The statement read: “For Putin, the 2024 elections are a referendum to approve his actions, to approve the war.

“Let’s disrupt his plans and make it happen so that no one on 17 March is interested in the rigged result, but that all of Russia saw and understood: the will of the majority is that Putin must leave.”

That same day, two of his lawyers, who had also been jailed on bogus charges, had their pretrial detention extended to 13 March. The Kremlin did not provide any reason why.

Kremlin spokesman Dmitry Peskov, when asked about Mr Navalny’s disappearance, said he had ‘neither a desire nor an opportunity to track down inmates’
Kremlin spokesman Dmitry Peskov, when asked about Mr Navalny’s disappearance, said he had ‘neither a desire nor an opportunity to track down inmates’ (RIA Novosti/AFP/Getty)

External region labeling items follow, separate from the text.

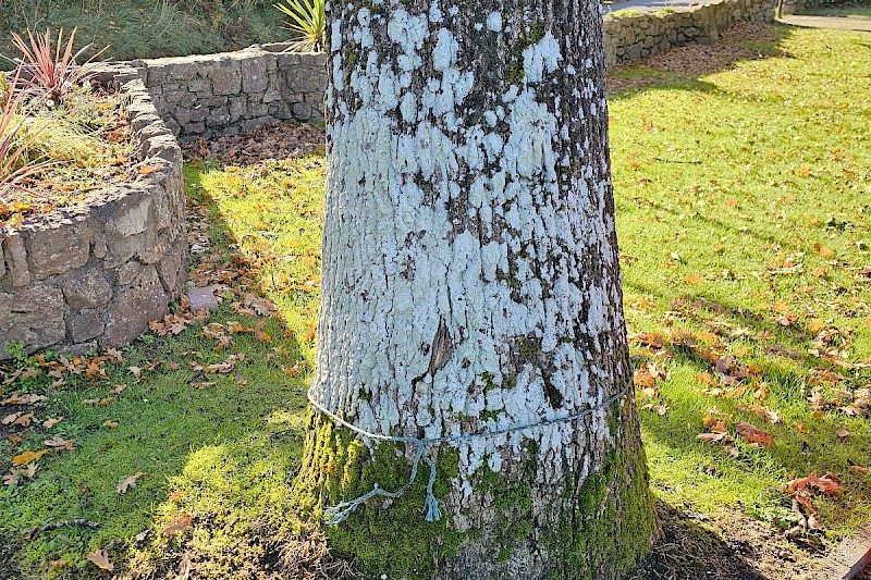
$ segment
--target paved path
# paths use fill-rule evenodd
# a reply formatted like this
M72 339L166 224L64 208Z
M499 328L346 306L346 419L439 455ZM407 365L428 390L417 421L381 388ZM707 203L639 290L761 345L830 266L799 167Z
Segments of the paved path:
M863 30L871 33L871 18L862 16L783 16L781 22L808 28L834 28L837 30Z

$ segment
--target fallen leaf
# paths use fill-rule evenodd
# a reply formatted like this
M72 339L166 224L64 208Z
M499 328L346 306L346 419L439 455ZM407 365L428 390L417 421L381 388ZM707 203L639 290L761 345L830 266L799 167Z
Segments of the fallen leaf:
M115 397L106 397L106 398L89 398L87 400L83 400L82 403L85 405L96 405L98 407L106 407L107 405L111 405L115 402Z
M114 571L115 567L109 562L109 553L105 550L95 550L90 554L88 554L87 559L94 564L100 570L111 572Z
M39 449L38 452L24 452L23 454L16 455L15 457L12 458L12 465L26 466L27 464L38 461L47 453L48 449Z
M732 443L735 441L735 437L728 433L699 433L696 439L702 443L719 443L721 441L723 443Z
M53 437L46 440L42 442L42 445L46 447L53 447L56 449L66 449L68 452L74 452L75 446L73 445L72 441L66 441L60 435L54 435Z
M647 405L641 407L643 410L653 411L660 417L665 417L665 414L668 412L668 405L654 405L652 403L648 403Z
M44 429L51 429L56 424L60 423L62 420L63 420L63 417L58 417L56 419L46 419L45 421L42 421L42 428Z
M9 398L0 400L0 405L33 405L46 400L45 395L12 395Z
M122 479L121 481L118 482L118 485L115 485L115 491L122 495L127 493L127 490L131 490L136 486L136 484L138 483L138 479L143 476L145 476L145 472L137 471L134 474Z
M194 525L194 518L192 518L187 514L182 514L181 516L172 520L165 528L163 528L163 534L172 538L173 535L187 530L193 525Z
M750 443L761 443L765 447L771 447L774 445L774 436L771 433L765 433L761 429L757 429L750 423L745 423L741 421L735 425L735 429Z

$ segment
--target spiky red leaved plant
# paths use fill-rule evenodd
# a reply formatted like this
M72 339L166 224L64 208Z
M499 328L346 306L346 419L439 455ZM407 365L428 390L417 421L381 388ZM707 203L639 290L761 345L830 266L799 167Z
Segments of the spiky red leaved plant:
M29 42L17 34L12 34L12 42L21 51L22 58L15 62L19 64L19 76L21 85L32 95L45 97L54 104L62 104L65 96L77 85L81 85L94 76L94 62L106 48L90 57L84 63L78 64L77 59L93 45L81 48L73 52L75 33L73 28L66 45L63 42L63 28L58 30L58 40L52 46L52 35L50 29L45 34L32 33L27 30Z
M25 121L17 113L24 106L25 95L15 88L19 79L16 73L9 85L5 104L0 111L0 201L3 202L11 201L15 192L39 195L25 187L23 182L52 164L50 161L39 160L22 163L25 151L39 137L45 126L26 137L20 136Z

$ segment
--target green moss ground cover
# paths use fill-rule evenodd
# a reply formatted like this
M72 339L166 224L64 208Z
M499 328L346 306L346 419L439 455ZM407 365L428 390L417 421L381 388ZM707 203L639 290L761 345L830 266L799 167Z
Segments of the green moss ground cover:
M871 383L871 53L858 33L775 33L749 45L765 58L720 71L618 70L612 157L654 491L724 536L736 521L775 534L796 526L787 482L831 472L842 493L808 498L824 531L800 530L787 554L812 559L871 517L861 391ZM29 427L3 425L2 473L54 435L75 451L51 451L33 479L1 486L0 576L97 577L85 556L107 547L143 578L281 578L324 562L311 547L321 544L299 541L305 522L291 499L314 366L326 164L322 151L263 161L250 149L186 169L194 276L223 284L209 325L173 330L189 318L180 308L111 355L122 361L5 365L3 397L47 398L0 407L3 417L34 412ZM22 369L41 374L16 377ZM717 419L735 441L697 441ZM741 421L773 445L748 442ZM24 538L73 518L100 526ZM786 566L769 563L771 577Z

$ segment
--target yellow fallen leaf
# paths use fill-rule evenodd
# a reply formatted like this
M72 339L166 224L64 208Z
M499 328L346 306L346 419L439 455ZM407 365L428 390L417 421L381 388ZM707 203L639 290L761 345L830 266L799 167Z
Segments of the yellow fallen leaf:
M54 435L53 437L44 441L42 445L45 445L46 447L53 447L56 449L66 449L68 452L75 451L73 442L68 441L60 435Z
M26 466L27 464L38 461L47 453L48 449L39 449L38 452L24 452L23 454L16 455L15 457L12 458L12 465Z
M63 420L63 417L58 417L57 419L46 419L42 421L44 429L51 429L56 424L60 423Z
M86 556L88 560L100 570L111 572L115 567L109 562L109 553L105 550L95 550Z

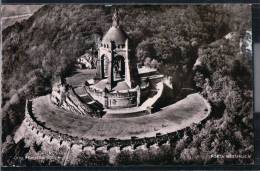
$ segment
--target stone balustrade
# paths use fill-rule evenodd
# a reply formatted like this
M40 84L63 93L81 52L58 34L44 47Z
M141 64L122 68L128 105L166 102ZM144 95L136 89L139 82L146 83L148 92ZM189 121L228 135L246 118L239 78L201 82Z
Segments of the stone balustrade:
M37 141L46 142L46 143L54 143L58 147L63 145L68 148L77 148L78 150L85 151L90 150L93 153L97 150L102 152L109 152L109 150L117 148L122 150L136 150L136 149L149 149L149 148L158 148L165 144L172 144L181 139L184 135L189 135L191 132L190 127L186 127L182 130L167 133L161 135L157 133L153 137L131 137L129 139L104 139L104 140L96 140L96 139L88 139L85 137L74 137L68 134L60 133L58 131L54 131L37 121L37 119L33 115L33 105L32 101L26 101L26 112L25 112L25 124L27 129L29 129L34 136L36 136ZM195 124L195 126L200 127L200 124L205 124L206 119L200 122L199 124Z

Prison officials are legally obliged to notify Mr Navalny’s relatives or lawyers within 10 days of his arrival at a new facility.

But in the meantime, Ms Yarmysh said they are “having to look for him in every colony of [the] special regime in Russia”.

“There are about 30 of them all over Russia,” she said. “So we have no idea in which one we will find him.”

She said the Kremlin, by way of circumventing the legal obligation, “can also transfer a prisoner for weeks or even for months, and no one will know where he is”.

Kremlin spokesperson Dmitry Peskov, when asked about the whereabouts of Mr Navalny said they “have neither a desire nor an opportunity to track down inmates”.

“We have neither the intention nor the ability to monitor the fate of prisoners and the process of their stay in the relevant institutions,” he told reporters.

Mr Navalny, 47, has been behind bars since January 2021, when he was arrested upon his return from Germany where he had received treatment for poisoning with a nerve agent that Navalny blamed on the Kremlin. Moscow has denied it.

The opposition leader, who campaigned against official corruption and organised major anti-government protests, has rejected all charges against him as a politically motivated vendetta.